Mistrial declared in Stark case
The jury was nearly seated and witnesses had flown in to testify, but an error by a defense lawyer delayed the first-degree murder trial of an alleged online prostitute who shot her estranged husband five times in the back.
Spokane County Superior Court Judge Tari Eitzen declared a mistrial Monday morning after Shellye Lynn Stark’s defense lawyer Bryan Whitaker told jurors the case wasn’t a death penalty case.
Calling it “foolish to continue,” Eitzen said case law prohibits jurors from considering punishment when reaching a verdict. Had the trial proceeded, the judge said, the verdict likely would be thrown out if appealed.
“I don’t think anybody meant to do this,” Eitzen said.
A new pool of 90 jurors will convene Monday.
Stark is claiming self-defense in the shooting death of her estranged husband, Dale Robert Stark, who died Dec. 9, 2007, in the South Hill home he shared with the couple’s teen son.

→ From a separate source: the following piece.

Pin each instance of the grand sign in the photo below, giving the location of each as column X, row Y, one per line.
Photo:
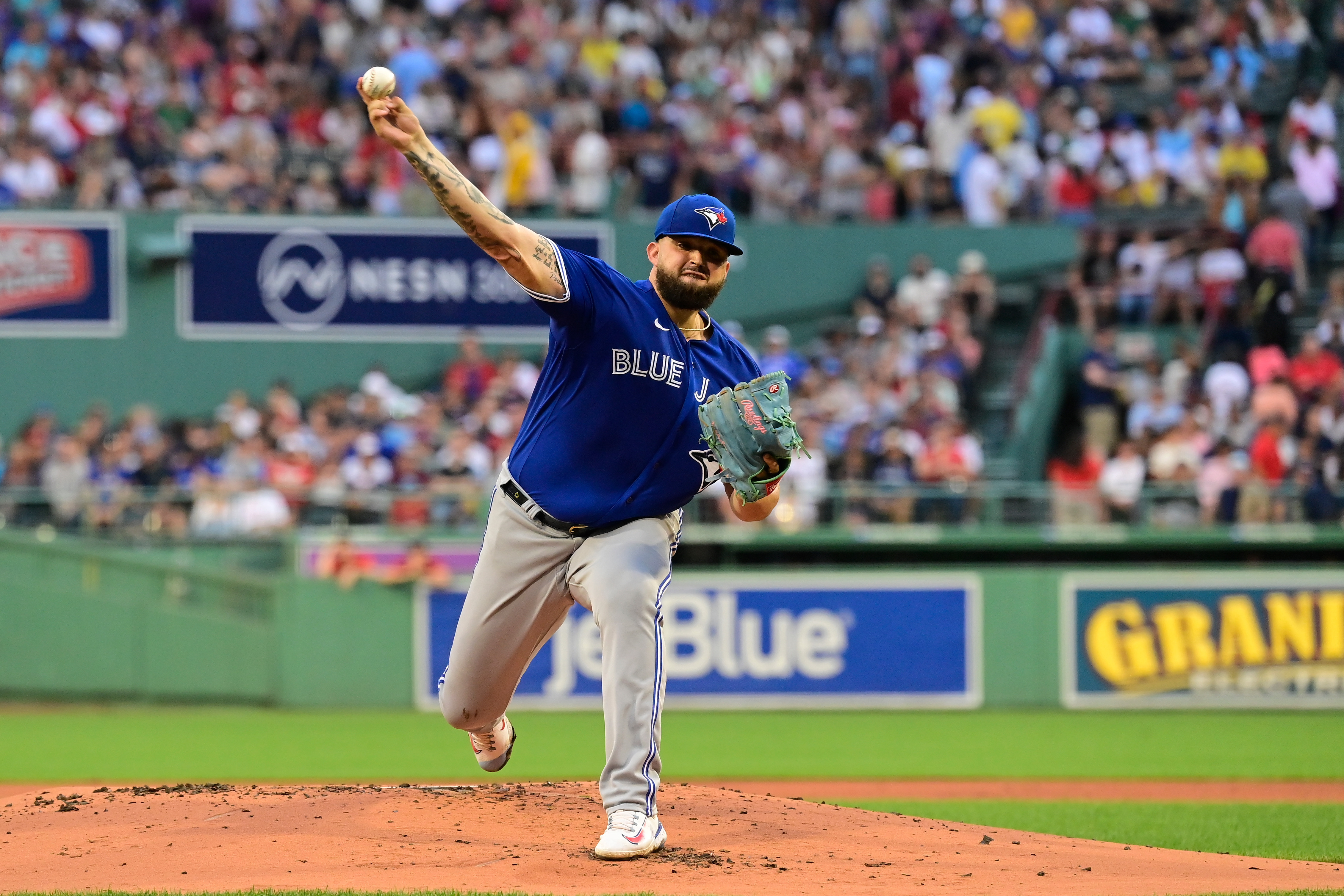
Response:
column 1203, row 640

Stark had traveled from California – where she had been working as what her lawyers described as a “fairly high-priced” Internet prostitute named Nikita Jennifer – to obtain a restraining order against Dale Stark.

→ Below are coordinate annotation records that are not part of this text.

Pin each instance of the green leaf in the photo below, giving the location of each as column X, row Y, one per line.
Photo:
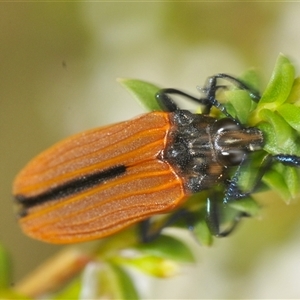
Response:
column 70, row 291
column 202, row 233
column 291, row 115
column 241, row 103
column 167, row 247
column 280, row 85
column 276, row 181
column 142, row 91
column 280, row 137
column 246, row 205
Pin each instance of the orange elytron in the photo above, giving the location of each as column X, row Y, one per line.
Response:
column 101, row 181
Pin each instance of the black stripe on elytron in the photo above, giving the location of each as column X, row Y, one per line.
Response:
column 69, row 188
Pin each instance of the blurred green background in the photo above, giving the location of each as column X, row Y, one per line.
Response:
column 58, row 68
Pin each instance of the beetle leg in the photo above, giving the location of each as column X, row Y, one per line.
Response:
column 148, row 234
column 168, row 104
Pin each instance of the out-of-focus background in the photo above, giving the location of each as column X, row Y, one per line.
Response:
column 58, row 68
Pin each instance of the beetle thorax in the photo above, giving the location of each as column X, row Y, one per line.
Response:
column 202, row 149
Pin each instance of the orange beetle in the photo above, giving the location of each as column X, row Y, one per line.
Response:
column 101, row 181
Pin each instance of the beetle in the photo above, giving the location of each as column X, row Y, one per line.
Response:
column 101, row 181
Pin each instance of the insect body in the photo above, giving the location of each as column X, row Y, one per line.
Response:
column 101, row 181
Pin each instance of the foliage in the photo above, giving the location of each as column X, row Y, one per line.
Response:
column 106, row 275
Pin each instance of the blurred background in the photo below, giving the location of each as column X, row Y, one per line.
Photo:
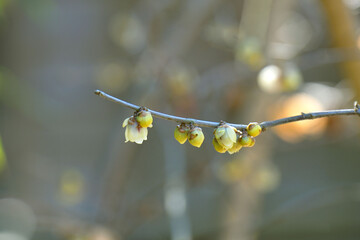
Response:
column 66, row 173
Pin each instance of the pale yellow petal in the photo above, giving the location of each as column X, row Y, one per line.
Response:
column 231, row 133
column 220, row 131
column 125, row 123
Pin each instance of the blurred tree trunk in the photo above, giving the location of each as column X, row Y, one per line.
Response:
column 342, row 29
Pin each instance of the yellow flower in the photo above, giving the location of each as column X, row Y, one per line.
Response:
column 181, row 133
column 225, row 136
column 144, row 119
column 134, row 132
column 196, row 137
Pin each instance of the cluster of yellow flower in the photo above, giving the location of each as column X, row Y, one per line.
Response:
column 230, row 139
column 185, row 132
column 136, row 126
column 226, row 138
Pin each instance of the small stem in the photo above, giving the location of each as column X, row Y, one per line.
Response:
column 264, row 125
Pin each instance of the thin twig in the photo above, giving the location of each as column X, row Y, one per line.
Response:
column 264, row 125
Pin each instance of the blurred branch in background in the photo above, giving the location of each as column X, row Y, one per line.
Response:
column 343, row 35
column 69, row 170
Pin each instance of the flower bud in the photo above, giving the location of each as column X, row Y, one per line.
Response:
column 218, row 147
column 253, row 129
column 144, row 119
column 181, row 133
column 196, row 137
column 134, row 132
column 225, row 135
column 252, row 142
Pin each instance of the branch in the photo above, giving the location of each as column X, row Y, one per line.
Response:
column 264, row 125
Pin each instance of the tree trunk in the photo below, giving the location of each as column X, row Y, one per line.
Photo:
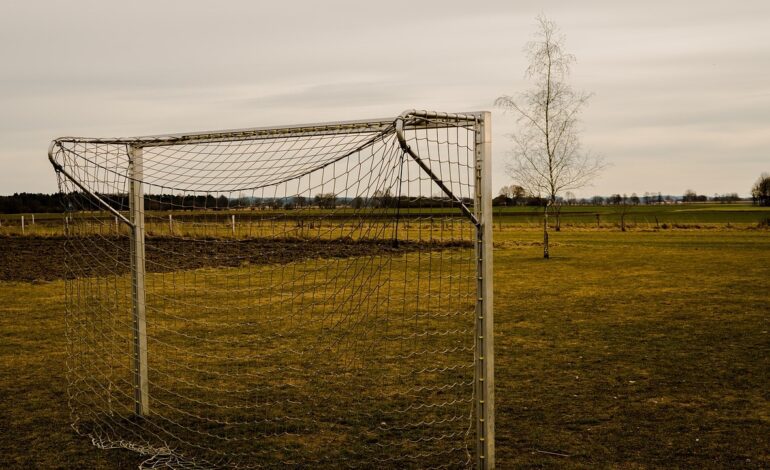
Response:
column 546, row 254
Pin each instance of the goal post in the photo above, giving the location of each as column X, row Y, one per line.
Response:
column 323, row 296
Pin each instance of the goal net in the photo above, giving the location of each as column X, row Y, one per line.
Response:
column 310, row 296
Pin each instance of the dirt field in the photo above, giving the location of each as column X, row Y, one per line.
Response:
column 45, row 258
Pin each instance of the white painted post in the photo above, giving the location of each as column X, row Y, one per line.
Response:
column 136, row 205
column 485, row 360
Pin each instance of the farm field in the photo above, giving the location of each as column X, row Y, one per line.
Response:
column 643, row 349
column 198, row 223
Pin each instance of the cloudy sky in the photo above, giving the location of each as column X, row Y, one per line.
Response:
column 682, row 88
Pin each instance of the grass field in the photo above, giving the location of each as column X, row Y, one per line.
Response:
column 643, row 349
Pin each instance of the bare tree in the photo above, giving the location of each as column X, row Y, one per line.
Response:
column 547, row 157
column 760, row 192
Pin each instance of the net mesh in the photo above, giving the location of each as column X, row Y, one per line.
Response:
column 310, row 295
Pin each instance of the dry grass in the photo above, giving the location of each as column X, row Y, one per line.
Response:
column 627, row 350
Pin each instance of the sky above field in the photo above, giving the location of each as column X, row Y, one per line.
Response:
column 681, row 88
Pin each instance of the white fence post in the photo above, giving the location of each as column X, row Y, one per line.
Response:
column 485, row 365
column 136, row 203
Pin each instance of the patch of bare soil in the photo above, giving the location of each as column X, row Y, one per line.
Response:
column 48, row 258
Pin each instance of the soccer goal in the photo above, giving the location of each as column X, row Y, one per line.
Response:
column 308, row 296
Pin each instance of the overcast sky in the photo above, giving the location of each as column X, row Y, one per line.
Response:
column 682, row 88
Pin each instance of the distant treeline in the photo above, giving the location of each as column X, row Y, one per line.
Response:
column 509, row 196
column 36, row 203
column 516, row 196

She told police she was at the home with her nephew to serve the restraining order when Dale Stark came home from a business trip about 1:45 a.m.
Defense lawyers Russell Bradshaw and Whitaker argue the shooting ended years of physical and sexual abuse against Shellye Stark that resulted in battered woman syndrome, which contributed to Stark’s overreaction when her husband threatened to kill her and eyed a kitchen knife.
National domestic violence expert Dr. Lenore Walker is a key defense witness and has testified at hundreds of trials about domestic violence and battered women’s syndrome.
Stark, who turns 47 today, is free on $250,000 bond.